Knights coach Rick Torresani joked with Shearer she “could have done more,” which the sophomore played off with a faux-dejected look. What the veteran Knights coach added later was the value that Shearer’s solo shot gave to the team, especially in the high-energy way the sophomore rounded the bases.

“She hit that way over the fence and she’s coming around the bases yelling and screaming and that electrified everybody,” Torresani said. “She can take over a game in a lot of ways and that’s one of them.”

Shearer let out a focused yell toward her team’s dugout as she closed in on third base, gave Torresani an emphatic hand slap then waved her arms as she approached a mob of teammates at home to cap the scoring play. Whatever she was feeling, it definitely caught on as North Penn erupted for five runs in the top of the seventh.

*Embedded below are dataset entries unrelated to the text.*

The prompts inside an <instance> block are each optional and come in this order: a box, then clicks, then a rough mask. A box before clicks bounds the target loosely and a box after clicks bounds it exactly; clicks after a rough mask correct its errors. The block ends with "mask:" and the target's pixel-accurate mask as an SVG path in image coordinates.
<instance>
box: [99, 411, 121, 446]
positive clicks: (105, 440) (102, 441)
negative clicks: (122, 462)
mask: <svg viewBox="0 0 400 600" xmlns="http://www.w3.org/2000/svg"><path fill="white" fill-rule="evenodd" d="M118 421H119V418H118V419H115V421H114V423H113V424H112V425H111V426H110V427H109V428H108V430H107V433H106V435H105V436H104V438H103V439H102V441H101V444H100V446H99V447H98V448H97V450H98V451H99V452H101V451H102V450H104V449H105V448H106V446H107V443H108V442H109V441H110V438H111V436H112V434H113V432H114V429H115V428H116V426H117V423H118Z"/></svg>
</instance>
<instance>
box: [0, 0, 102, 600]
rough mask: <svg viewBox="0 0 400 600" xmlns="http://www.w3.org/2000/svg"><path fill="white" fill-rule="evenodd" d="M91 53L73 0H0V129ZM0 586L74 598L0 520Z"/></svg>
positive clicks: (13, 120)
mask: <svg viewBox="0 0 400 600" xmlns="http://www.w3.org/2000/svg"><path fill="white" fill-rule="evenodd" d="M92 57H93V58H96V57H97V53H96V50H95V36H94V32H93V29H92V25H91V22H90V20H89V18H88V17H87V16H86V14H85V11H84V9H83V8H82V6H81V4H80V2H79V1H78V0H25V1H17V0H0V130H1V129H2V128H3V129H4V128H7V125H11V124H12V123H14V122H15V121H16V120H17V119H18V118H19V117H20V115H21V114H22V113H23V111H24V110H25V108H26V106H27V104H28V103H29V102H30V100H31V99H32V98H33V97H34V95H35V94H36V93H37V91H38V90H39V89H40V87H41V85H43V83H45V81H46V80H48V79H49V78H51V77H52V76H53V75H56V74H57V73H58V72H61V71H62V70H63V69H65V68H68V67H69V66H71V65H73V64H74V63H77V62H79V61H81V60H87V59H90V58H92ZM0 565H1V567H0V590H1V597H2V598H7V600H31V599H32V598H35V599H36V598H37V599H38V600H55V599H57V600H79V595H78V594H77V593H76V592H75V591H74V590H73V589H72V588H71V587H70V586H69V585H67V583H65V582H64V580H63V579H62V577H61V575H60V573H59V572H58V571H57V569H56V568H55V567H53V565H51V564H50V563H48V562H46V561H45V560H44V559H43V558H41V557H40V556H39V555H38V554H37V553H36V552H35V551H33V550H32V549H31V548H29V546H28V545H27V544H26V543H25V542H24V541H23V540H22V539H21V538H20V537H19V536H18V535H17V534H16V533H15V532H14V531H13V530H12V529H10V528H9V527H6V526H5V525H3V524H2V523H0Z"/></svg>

Of course, she got in on that too with a two-out, two-run double before scoring on Sabocsik’s RBI triple.

“That last hit, it just sealed up a great season,” Shearer said. “Ending on a high note with my batting, it just felt great to be able to do that.

“I learned how important it is to work as a team, or else we get nowhere and how to bounce back after every loss.”

Most programs would struggle to replace a pitcher of Mady Volpe’s caliber. North Penn feels it has a worthy successor in Shearer, a lefty who throws nasty stuff with high velocity. Like they have most of the season, Volpe and Shearer warmed up next to each other prior to Thursday’s game but this session, held in a Division I program’s bullpen, felt a little more like a passing of the torch.

Shearer leads a stock of returnees including Smink, Sabocsik and fellow sophomore Brie Wilmot, who broke the program’s single season record with 10 home runs, freshman Gianna Cimino and junior Sophia Collins.

“She’s a very good pitcher but with her attitude and the way the girls rally around her like they do for Mady, it should be very interesting next year,” Torresani said. “She’s a sophomore but she’s really not. She goes out and plays the game hard, she’s very knowledgeable, she’s fast, can bunt but also has a lot of power.”